2009th On April 27, GM announced its end to the Pontiac brand. Often he ran in a GM lineup, the brand's structure was built on hoarded vehicles made from other nameplates of GM. Holtan's song was a powerful rear-wheeled sedan who looked back at the Bonneville and Le Mans models, which are fighting for many other semi-finals in the muscle car. Ironically, this modern publication is also a new vehicle: Australia's Holden Commodore.
While NASCAR went from modified street cars to race-driven vehicles, Australia's V8 Supercars racing kit was close to the warehouse based on racing cars, rolling cages, and less aerodynamic tweaks. As the rally race, the Supercars series Homologation rules require Holden to offer a number of road vehicles to the public. While the World Rally Championship brought us the Mitsubishi Evos and Subaru Impreza STi, the Holden Special Vehicle (HSV) built Clubsport models for this purpose. The end result is a modern rear-wheel drive car made by GM's legendary little V8 block.

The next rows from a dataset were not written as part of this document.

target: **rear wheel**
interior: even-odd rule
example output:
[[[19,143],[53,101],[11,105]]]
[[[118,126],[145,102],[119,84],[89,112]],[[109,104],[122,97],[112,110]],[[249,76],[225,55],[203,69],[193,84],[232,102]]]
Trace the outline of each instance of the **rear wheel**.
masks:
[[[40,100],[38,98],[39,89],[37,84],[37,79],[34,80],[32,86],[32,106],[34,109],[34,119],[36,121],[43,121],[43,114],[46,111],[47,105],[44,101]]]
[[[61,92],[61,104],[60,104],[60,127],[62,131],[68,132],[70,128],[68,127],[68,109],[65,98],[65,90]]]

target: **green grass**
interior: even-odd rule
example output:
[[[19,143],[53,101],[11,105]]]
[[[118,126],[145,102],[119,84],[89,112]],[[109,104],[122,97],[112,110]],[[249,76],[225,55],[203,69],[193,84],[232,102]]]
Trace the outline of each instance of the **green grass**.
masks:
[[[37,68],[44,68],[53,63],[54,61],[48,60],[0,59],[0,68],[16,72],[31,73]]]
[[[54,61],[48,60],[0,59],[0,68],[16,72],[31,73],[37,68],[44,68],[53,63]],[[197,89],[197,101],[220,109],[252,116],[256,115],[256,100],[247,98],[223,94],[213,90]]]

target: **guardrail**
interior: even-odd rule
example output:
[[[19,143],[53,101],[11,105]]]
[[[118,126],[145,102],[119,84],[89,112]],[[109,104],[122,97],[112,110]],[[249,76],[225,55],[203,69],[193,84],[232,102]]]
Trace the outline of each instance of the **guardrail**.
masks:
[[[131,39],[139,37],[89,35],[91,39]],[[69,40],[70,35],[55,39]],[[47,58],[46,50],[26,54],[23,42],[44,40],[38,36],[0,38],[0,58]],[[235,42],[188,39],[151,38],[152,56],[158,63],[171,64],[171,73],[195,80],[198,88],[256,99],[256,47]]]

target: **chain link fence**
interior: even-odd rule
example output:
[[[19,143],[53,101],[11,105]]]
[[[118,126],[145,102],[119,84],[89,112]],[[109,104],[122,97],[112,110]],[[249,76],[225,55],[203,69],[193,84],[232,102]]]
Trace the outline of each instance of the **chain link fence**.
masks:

With the aim of returning to the roots of the GM branded power, GM has sold Commodore in the states: first in a coupe form, such as GTO, and later with the four-door G8. The top-of-the-line GXP is powered by an LS3 6.2l V8 that is the same engine as the current Corvette. It produces 415 inches of power and can reach 0-60 in 4.5 seconds, but only one EPA can handle 15 cities / 20 highway mpgs, far from Corvette. The regular G8 was offered with the 2006 Corvette LS2 Australian version, which controlled 15 cities / 24-degree mpg, just slightly below the V6 base.
Gambling was not a success, which could be good for customers. This fairly regular vehicle is a great discount thanks to the dead brand, in the standard family sedan price range. It may not be the end of the Americanized Commodore, as there are rumors that they will be retrieved as Chevrolet, but only as a police car.